Nabiullina told the Duma, Russia's lower house of parliament, on Thursday that nearly every product made in Russia relies on parts imported from overseas, which have largely been banned amid the sanctions. Bans on Russian exports are also due to be felt as soon as the second quarter of this year, she added.
Plus, she warned that "the period during which the economy can live on reserves is finite." She explained the reserves not frozen by the West are largely invested in gold and Chinese yuan, which can do little to further resuscitate the ruble.
Brander, the UBC economist, said it will take years for Russia's manufacturing sector to find ways to make up for the lack of Western parts and create new supply chains.
"As time goes on, it's going to be harder and harder to produce in Russia," he said.
"My only worry is that (the economic pain) won't accumulate fast enough," he added, pointing to how little impact such shortages will have on the Ukrainian battlefield right now.
The European Union, meanwhile, is mulling how to curb imports of Russian oil, seeking a phased approach in line with the four-month transition away from Russian coal the bloc announced earlier this month.
If approved, it would strike a blow to a revenue stream for Russia currently estimated at over $800 million per day, according to the Belgian economic institute Bruegel.

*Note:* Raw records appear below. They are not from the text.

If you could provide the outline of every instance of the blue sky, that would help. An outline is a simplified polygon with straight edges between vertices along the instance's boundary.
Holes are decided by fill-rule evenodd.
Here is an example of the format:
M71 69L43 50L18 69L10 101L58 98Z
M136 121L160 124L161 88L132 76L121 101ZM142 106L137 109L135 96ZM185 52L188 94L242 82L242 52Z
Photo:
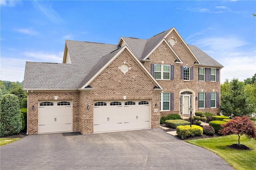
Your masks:
M256 1L0 2L2 80L23 80L26 61L62 63L65 40L117 44L173 27L224 65L221 81L256 73Z

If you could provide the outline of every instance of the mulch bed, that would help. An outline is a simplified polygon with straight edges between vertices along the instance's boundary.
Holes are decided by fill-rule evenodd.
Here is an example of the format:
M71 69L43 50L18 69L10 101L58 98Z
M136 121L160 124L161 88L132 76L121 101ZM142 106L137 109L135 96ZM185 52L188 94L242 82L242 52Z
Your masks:
M161 126L163 127L166 127L165 125L161 125ZM166 130L163 130L165 132L170 132L172 131L176 131L176 129L170 128L169 127L166 127L169 128ZM206 134L203 134L202 136L194 136L188 137L185 139L182 139L180 138L179 138L180 140L191 140L193 139L203 139L203 138L216 138L216 137L219 137L220 136L221 136L220 135L218 134L215 133L213 135L213 136L206 135ZM178 138L178 136L177 137Z

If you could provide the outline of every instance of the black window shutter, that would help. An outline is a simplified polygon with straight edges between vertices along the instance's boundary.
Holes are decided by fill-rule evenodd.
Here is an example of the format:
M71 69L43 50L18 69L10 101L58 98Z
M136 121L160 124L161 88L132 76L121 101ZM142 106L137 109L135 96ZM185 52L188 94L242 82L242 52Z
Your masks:
M208 69L208 81L211 81L211 69Z
M171 111L173 111L174 110L174 93L171 93Z
M151 74L154 77L154 68L155 68L154 67L154 63L151 63Z
M181 65L180 66L180 78L184 79L184 68Z
M193 77L194 67L190 68L190 79L193 79Z
M208 93L204 93L205 97L204 97L204 107L207 108L208 107Z
M174 79L174 65L171 65L171 80Z
M211 107L211 92L208 93L208 108Z
M220 71L220 69L216 69L216 81L219 81L219 71Z
M220 107L220 93L216 93L216 107Z

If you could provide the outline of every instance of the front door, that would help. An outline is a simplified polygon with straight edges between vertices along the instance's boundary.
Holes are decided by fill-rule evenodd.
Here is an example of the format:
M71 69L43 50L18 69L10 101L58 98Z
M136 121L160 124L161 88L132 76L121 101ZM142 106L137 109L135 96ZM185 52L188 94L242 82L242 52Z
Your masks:
M183 114L189 114L190 98L189 96L183 96Z

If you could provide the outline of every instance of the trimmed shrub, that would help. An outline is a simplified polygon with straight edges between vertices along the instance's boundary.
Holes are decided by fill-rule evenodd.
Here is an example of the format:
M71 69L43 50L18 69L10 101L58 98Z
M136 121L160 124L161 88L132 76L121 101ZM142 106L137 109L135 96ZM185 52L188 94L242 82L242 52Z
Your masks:
M200 121L196 121L195 122L195 124L197 126L199 126L201 123L202 122Z
M209 123L211 121L212 121L212 116L209 116L206 118L206 122Z
M18 97L15 95L4 95L0 105L0 136L11 135L20 132L22 124Z
M227 116L212 116L213 121L222 121L224 119L229 119L229 117Z
M167 116L164 116L160 118L160 124L161 125L164 124L165 121L167 120L182 120L182 117L180 117L180 115L178 114L171 114Z
M190 125L190 123L184 120L167 120L164 122L165 125L172 128L176 128L178 126Z
M205 117L207 118L207 117L208 117L208 116L214 116L214 114L213 113L212 113L210 112L206 112L206 113L205 113L204 114L204 115L205 116Z
M201 117L201 116L203 115L203 113L203 113L203 112L201 112L201 111L197 111L195 112L195 115L196 116L200 116L200 117Z
M195 116L194 117L194 121L199 121L200 120L201 120L201 117L200 117L200 116Z
M226 123L226 122L221 121L213 121L209 123L209 125L213 127L215 131L215 133L219 133L219 130L222 128L221 125Z
M201 121L202 121L203 122L205 122L206 121L206 118L205 117L201 117Z
M215 130L212 127L209 125L204 125L203 127L203 134L206 135L213 136Z
M27 112L28 109L27 108L22 108L20 109L20 115L21 115L21 121L22 123L22 127L21 130L23 130L26 129L27 127Z
M194 125L191 128L190 125L178 126L176 128L176 132L178 136L184 139L188 136L202 136L203 134L203 128Z

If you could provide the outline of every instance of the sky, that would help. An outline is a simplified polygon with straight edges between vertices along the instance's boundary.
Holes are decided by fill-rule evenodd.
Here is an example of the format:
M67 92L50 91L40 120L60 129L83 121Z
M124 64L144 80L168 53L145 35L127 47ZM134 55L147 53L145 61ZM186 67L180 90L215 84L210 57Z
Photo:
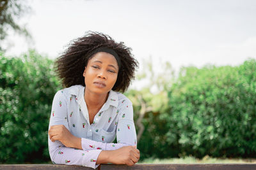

Sundstrom says the accumulation of these looming catastrophes may very well lead to real impacts on average Russians, threatening Putin's support.
"At a certain point, the rubber is going to hit the road when the government finds itself unable to pay people's pensions, provide parts for manufacturing, all these things that Russians rely on day-to-day," she said.
"What happens after that, we really don't know at this point."